El presidente de Turquía, Recep Tayyip Erdogan, se ha convertido en “un dolor de cabeza” para el gobierno del presidente de EEUU, Joe Biden, según afirma The New York Times.
“Erdogan sigue siendo una fuente de irritación sustancial para los funcionarios de la Administración Biden”, señala el diario estadounidense, que cita entre los motivos del enojo en la Casa Blanca la amenaza del mandatario turco el último 18 de julio, cuando dijo que congelaría el proceso de membresía de la OTAN de Finlandia y Suecia si ambos países faltan a sus promesas asumidas en junio de tomar medidas contra el terrorismo kurdo.
El veto de Ankara “avergonzaría profundamente” al bloque militar y a Washington, que “trabajan para contrarrestar a Rusia”, apunta el periódico.
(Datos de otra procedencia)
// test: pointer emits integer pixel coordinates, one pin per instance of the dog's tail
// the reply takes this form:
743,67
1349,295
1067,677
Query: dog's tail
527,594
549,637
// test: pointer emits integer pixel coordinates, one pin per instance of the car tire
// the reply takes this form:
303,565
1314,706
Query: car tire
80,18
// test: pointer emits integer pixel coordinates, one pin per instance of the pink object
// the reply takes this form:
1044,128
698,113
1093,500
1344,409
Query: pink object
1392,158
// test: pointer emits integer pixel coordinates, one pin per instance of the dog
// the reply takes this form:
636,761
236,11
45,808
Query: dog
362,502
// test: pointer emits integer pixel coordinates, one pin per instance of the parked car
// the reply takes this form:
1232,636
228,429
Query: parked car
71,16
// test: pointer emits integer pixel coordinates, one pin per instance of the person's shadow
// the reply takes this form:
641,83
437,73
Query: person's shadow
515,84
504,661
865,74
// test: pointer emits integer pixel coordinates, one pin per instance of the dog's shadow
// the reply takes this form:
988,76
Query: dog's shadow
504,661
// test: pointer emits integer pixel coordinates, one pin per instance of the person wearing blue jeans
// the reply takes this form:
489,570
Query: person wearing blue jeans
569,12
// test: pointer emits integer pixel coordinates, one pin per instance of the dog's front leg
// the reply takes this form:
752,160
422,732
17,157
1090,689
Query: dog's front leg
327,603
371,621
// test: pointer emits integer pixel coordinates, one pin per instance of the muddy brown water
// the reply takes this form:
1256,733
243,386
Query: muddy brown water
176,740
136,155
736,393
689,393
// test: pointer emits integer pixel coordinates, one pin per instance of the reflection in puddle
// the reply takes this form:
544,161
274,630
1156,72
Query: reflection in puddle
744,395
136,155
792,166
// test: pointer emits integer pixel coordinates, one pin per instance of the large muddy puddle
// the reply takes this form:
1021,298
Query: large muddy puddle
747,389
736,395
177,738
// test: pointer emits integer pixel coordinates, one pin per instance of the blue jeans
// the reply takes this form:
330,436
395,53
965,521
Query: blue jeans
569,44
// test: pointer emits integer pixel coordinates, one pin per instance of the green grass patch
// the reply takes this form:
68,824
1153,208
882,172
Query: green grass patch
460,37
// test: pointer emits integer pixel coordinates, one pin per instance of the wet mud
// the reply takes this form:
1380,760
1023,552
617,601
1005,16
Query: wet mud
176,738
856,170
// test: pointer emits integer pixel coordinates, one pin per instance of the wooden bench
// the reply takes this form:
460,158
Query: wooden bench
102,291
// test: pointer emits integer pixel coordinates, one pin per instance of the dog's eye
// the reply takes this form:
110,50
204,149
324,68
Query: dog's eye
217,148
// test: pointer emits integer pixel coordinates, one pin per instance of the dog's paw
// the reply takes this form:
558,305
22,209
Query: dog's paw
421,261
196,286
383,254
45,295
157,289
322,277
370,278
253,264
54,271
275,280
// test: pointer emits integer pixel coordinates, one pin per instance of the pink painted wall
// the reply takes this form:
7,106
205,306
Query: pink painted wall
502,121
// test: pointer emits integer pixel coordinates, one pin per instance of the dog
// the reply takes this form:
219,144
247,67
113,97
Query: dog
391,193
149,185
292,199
Un día después de lanzar la advertencia, Erdogan se reunió en Teherán con sus homólogos iraní, Ebrahim Raisi, y ruso, Vladímir Putin. “Las imágenes de dos de los principales rivales de EEUU con Erdogan, presidente de un país miembro de la OTAN, chocaron con la narrativa occidental de un Irán y Rusia profundamente aislados”, continúa el diario.
“Capacidad limitada de Biden”. En conjunto, las acciones del líder turco y la “capacidad limitada de Biden para contenerlas, resaltan la posición única de Erdogan como socio militar que a menudo está en desacuerdo con la agenda de sus aliados occidentales”, situación que a menudo “vuelve locos” a los dirigentes estadounidenses, acota NYT.
“Está en nuestro equipo, pero luego hace cosas que claramente no son buenas para nuestro equipo. Y simplemente no veo que eso vaya a cambiar”, opinó la exfuncionaria del Servicio Exterior del Departamento de Estado, Elizabeth Shackelford.
Sin embargo, en la Casa Blanca son conscientes de que descartar por completo a Erdogan sería contraproducente. Pero en el Congreso de EEUU dicen estar ya cansados de las acciones del presidente turco y podrían impedir la venta de 40 cazas F-16 a Ankara que Biden prometió en junio durante la cumbre de la OTAN celebrada en Madrid.
“Ya es suficiente”, dijo el congresista demócrata Chris Pappas. “Turquía ha jugado en ambos lados de la alambrada en Ucrania. No ha sido el aliado confiable con el que deberíamos poder contar. Creo que la Administración Biden debe adoptar una postura más fuerte”, agregó Pappas, autor de una enmienda a un proyecto de ley aprobada la semana pasada y que dificultaría esa venta.